The Bank Exchange’s Pisco Punch enjoyed legendary status for a libation. Those who tried the drink found it extraordinarily exhilarating and “propulsive.” Reporter Pauline Jacobson, who visited the bar in 1912, wrote: “One authority claims one punch ‘will make a gnat fight an elephant.’ Others maintain it floats them in the region of bliss of hasheesh [sic] and absinthe.” One of Nicol’s obituaries described the punch as an “ambrosial drink” that “softened all asperities, soothed every anguish of the hurt mind, stirred the imagination and seemed to make the whole world kin.”

Unfortunately, Nicol worked hard to keep his precise formula secret, stirring (never shaking) each drink from lemon juice squeezed to order, distilled water, and a mix he prepared each morning in the basement of the bar. That mix, and the additional secret ingredient or ingredients it is reputed to have contained, went with him to the grave.

That’s not the end of the story, though: in the absence of an “official” recipe, many people have stepped in to offer their versions of the drink. Some of those people had close ties to Nicol. In June 1959, San Francisco Chronicle columnist Millie Robbins received a recipe from an “E. J. P. of San Carlos,” who claimed to have been a close friend of Nicol, who prepared the punch in his “then new home on Franklin Street in January 1921.” E. J. P. (probably Emile J. Pierron, who is listed in the city directory as living on Franklin Street then) also wrote that he was at Nicol’s bedside “when he passed away in that Sutter Street hospital in February 1926”; that information, too, checks out, lending credibility to his recipe, which involves marinating pineapple triangles in sugar and pisco and adding them and some of their marinating liquid to a punch stirred up from gum syrup, lime juice, pisco, and water.

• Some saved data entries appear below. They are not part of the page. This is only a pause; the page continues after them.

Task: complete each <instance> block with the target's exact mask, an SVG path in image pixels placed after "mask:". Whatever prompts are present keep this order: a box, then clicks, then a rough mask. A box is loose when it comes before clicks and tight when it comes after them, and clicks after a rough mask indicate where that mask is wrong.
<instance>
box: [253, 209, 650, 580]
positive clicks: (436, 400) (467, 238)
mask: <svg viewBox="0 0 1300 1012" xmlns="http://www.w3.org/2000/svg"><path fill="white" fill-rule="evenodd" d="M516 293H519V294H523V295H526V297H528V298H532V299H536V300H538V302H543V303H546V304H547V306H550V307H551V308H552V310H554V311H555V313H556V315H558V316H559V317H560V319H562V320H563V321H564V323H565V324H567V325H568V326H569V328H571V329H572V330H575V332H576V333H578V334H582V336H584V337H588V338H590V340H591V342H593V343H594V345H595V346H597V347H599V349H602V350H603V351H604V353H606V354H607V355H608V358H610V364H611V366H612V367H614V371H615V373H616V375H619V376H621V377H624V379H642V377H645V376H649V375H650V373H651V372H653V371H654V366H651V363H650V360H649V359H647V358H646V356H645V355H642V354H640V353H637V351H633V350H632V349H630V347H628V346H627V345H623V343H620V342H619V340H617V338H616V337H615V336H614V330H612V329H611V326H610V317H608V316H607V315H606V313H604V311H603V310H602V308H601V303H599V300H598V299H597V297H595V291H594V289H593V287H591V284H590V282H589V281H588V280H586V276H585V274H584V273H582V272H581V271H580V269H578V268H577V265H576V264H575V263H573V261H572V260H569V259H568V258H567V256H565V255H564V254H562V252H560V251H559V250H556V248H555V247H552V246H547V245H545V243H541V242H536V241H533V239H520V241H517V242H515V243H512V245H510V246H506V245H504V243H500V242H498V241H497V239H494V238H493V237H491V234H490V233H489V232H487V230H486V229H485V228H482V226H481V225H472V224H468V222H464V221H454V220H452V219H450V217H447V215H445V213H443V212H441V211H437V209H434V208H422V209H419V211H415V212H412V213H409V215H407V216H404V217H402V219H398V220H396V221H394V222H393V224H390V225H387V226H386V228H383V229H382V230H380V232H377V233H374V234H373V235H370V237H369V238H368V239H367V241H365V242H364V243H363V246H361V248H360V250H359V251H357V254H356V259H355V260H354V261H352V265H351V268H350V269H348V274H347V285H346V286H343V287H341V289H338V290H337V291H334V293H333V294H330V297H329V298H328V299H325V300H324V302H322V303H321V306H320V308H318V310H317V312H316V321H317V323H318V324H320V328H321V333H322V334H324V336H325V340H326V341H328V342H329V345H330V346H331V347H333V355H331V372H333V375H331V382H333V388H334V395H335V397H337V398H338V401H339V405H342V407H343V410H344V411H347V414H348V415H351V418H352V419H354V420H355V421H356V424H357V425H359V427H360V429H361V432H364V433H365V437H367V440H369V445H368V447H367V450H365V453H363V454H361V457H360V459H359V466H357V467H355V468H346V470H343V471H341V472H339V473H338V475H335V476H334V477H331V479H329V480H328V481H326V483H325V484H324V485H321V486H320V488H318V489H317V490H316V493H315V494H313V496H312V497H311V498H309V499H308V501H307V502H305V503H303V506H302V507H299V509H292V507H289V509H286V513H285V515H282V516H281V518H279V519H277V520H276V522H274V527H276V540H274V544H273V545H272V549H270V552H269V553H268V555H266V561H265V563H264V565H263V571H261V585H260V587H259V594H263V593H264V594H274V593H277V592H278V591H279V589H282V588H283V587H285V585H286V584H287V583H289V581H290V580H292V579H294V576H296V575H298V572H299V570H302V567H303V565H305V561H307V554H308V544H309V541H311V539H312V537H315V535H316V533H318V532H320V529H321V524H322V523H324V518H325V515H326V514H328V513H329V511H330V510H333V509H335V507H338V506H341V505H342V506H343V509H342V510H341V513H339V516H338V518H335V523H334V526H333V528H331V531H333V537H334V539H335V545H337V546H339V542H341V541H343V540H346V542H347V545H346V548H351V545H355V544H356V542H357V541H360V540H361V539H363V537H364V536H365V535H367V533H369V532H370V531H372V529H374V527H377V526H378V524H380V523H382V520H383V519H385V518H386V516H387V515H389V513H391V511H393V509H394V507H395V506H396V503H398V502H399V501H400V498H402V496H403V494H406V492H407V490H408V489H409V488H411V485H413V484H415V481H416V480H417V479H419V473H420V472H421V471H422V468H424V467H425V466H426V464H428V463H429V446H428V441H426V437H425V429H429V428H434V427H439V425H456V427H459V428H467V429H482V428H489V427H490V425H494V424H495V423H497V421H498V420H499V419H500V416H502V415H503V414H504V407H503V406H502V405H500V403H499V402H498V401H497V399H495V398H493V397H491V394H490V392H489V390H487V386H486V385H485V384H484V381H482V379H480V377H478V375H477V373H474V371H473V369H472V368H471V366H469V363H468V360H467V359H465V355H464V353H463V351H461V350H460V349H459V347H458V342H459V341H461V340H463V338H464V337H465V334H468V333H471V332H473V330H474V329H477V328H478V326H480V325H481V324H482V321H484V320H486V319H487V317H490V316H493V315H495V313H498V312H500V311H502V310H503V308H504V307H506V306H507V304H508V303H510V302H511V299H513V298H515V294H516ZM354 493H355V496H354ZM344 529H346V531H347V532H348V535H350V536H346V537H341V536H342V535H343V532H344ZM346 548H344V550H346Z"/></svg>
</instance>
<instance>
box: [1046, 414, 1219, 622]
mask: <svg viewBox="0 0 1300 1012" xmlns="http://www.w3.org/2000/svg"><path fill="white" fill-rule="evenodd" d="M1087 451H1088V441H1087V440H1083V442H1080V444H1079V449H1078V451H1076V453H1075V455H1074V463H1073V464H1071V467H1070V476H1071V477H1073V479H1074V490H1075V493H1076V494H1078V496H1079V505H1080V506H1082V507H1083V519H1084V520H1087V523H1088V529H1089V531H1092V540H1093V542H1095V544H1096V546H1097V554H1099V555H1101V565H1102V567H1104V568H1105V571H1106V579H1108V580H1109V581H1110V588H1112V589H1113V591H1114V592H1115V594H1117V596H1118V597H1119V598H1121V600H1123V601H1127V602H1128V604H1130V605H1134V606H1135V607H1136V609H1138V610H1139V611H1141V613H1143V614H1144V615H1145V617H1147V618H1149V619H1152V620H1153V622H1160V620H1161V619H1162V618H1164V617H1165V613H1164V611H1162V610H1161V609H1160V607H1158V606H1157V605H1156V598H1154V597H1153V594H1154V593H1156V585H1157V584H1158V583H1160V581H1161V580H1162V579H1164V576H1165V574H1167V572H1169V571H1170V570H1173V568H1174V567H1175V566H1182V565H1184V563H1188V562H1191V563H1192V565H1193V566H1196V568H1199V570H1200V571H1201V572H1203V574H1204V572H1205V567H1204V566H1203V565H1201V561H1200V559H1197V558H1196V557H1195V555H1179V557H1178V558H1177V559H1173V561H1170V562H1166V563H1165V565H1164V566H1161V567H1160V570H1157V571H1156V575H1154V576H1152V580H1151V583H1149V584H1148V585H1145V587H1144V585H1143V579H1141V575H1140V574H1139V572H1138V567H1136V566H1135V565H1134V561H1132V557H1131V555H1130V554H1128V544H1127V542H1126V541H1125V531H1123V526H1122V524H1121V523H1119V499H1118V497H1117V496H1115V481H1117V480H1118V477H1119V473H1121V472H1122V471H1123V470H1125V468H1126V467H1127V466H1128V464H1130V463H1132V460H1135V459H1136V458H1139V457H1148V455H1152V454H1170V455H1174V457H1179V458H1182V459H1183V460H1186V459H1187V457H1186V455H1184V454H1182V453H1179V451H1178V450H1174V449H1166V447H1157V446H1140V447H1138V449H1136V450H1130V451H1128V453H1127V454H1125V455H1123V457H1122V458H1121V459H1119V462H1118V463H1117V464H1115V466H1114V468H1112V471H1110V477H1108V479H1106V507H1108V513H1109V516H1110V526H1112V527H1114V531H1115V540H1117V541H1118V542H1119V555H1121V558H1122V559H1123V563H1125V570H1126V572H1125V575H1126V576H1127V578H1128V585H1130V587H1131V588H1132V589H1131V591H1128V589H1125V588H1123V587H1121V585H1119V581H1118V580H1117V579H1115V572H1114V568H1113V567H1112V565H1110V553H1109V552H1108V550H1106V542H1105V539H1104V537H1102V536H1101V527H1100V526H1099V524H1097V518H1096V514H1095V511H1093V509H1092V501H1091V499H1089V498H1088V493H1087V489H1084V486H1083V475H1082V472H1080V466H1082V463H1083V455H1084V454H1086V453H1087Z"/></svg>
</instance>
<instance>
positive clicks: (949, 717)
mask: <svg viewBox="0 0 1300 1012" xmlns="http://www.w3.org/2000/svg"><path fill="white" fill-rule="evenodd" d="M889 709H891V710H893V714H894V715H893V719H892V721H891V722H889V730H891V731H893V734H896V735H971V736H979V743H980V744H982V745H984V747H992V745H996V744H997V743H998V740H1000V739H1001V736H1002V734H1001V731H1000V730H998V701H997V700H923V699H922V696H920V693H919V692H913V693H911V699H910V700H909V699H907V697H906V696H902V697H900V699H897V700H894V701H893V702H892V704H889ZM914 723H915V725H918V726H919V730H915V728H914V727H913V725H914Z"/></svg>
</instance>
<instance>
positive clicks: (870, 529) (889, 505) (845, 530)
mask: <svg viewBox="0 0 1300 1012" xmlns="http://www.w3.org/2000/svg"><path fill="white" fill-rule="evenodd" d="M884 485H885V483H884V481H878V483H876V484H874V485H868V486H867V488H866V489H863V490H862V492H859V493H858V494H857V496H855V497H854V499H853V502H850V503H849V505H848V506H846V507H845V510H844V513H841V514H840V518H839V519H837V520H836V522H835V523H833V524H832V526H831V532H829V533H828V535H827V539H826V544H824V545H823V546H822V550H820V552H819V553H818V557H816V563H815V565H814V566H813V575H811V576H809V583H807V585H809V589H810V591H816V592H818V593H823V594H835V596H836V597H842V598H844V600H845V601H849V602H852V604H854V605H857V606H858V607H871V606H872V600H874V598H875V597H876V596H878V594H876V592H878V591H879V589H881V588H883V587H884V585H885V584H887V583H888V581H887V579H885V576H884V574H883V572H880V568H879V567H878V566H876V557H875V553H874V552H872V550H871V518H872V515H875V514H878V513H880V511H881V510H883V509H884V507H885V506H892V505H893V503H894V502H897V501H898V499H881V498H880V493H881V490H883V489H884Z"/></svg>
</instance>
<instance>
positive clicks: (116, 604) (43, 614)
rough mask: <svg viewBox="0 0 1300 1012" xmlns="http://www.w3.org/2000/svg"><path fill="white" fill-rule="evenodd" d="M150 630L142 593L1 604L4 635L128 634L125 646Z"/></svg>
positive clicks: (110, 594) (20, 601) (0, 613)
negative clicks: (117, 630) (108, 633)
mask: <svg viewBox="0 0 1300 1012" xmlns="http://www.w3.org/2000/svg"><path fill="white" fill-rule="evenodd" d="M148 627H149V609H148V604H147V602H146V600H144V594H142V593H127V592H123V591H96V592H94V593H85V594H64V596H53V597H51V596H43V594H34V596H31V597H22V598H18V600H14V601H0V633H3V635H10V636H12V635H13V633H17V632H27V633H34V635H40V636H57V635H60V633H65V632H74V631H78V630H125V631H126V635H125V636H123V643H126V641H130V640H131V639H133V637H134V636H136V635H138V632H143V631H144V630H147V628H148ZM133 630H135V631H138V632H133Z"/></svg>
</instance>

This recipe is quite close to the one discovered in 1973 by reporter William Bronson, in a 1941 letter by John Lannes, who had worked for Nicol and managed the Bank Exchange the last year before Prohibition. And in fact both recipes are remarkably similar to the one for “Pisco Punch—Peruvian” printed in 1915, around the height of the drink’s popularity, in a cookbook published for the San Francisco Panama Pacific Exposition—and to the one drinks columnist G. Selmer Fougner printed in the New York Sun in 1939, found in a Bank Exchange promotional booklet Nicol had given one of Fougner’s readers in 1916. See Fougner, G. Selmer. If Nicol’s exact recipe was lost, then, at least its broad outlines are known.

None of these recipes, however, provides the curious effects described by Pauline Jacobson in 1912, which suggests Nicol’s punch may have contained something else. There is an 1864 San Francisco newspaper article that describes the experiences of a man drinking an unidentified “High Toned Drink” in the Bank Exchange Saloon. It describes “exhilarating” symptoms, similar to the ones described by Jacobson, that are compatible with the use of cocaine. Tonics and syrups containing cocaine were very popular from the 1860s to the 1890s; Vin Mariani used coca leaves from Peru in its tonic wine, and Coca-Cola also used them in early production. These concoctions were declared illegal in 1914, and their use in the Pisco Punch may have given Nicol reason to keep the recipe secret until his death.

Recipe (Lannes’s): Make a rich simple syrup of 500 g sugar and 250 ml water. Peel and core a pineapple, cut it into rings, cut each ring into 6-8 wedges, and marinate overnight in the syrup. Strain out the chunks and refrigerate. Combine 750 ml Peruvian pisco (Italia style) and 250 ml of the syrup and bottle. To mix, stir with cracked ice 60 ml of the mix, 20 ml lemon or lime juice, and 45 ml water. Strain into large, chilled coupe and add a pineapple chunk.

See also Nicol, Duncan; pisco; and punch.

Bronson, William. “Secrets of Pisco Punch revealed.” California Historical Quarterly, Fall, 1973, pp. 229–40.

Fougner, G. Selmer. “Along the Wine Trail.” New York Sun, October 6 and 7, 1939, pp. 36 and 25.

Lafond, Gabriel. Voyages autour du monde et naufrages celebres, vol 3. Paris: 1844, p. 211.

Toro-Lira, Guillermo. History of Pisco in San Francisco: A Scrapbook of First Hand Accounts. Lima, Peru: Createspace, 2010.

Toro-Lira, Guillermo. Wings of Cherubs: Saga of the Rediscovery of Pisco Punch. North Charleston, SC: BookSurge, 2007.